El banquete continuó: al principio tranquilo y cauteloso, con Sion-Tansifer guardando un pétreo silencio. Pirmence intentó conversar con Catraul y con Hassifa, pero sólo recibió miradas inquisitivas y gestos de incomprensión, así que decidió probar suerte en otra parte.
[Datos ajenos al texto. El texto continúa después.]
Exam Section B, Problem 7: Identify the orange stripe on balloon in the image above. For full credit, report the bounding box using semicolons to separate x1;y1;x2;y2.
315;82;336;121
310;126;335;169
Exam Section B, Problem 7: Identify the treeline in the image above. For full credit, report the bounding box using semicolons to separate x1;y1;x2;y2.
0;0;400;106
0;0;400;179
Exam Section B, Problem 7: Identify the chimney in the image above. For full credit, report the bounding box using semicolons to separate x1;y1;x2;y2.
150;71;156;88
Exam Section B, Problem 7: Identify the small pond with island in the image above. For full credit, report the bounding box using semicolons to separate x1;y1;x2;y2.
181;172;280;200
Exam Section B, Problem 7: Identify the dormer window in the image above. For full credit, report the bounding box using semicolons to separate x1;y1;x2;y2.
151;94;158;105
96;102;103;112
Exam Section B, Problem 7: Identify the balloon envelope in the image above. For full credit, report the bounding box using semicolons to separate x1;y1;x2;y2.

Entretanto, Glyneth y Dhrun observaban atentamente a los ministros. Descubrieron que cada uno era un especialista, con su propio campo de conocimientos. Maloof controlaba el erario y aconsejaba acerca de impuestos, tasas, rentas y gravámenes. Witherwood se dedicaba a organizar los sistemas judiciales de la comarca, conciliando las diferencias regionales y confeccionando leyes universales, válidas para personas de toda condición. Sion-Tansifer, una reliquia de tiempos del rey Granice, asesoraba sobre organización y estrategia militar. Foirry era experto en el campo de la ingeniería naval. Pirmence, que había viajado mucho, desde Irlanda hasta Bizancio, era ministro de Asuntos Exteriores, mientras que Aillas había encargado a Langlark que fundara una universidad de letras, matemáticas, geografía y varias ciencias más en Domreis.

Aillas, que también estudiaba a los seis ministros, sentía una escalofriante sensación de misterio y desconfianza, quizá incluso de terror. Uno de los seis hombres que compartían plácidamente su mesa, comían su comida y bebían su vino, era un traidor: alguien que trabajaba para destruirle.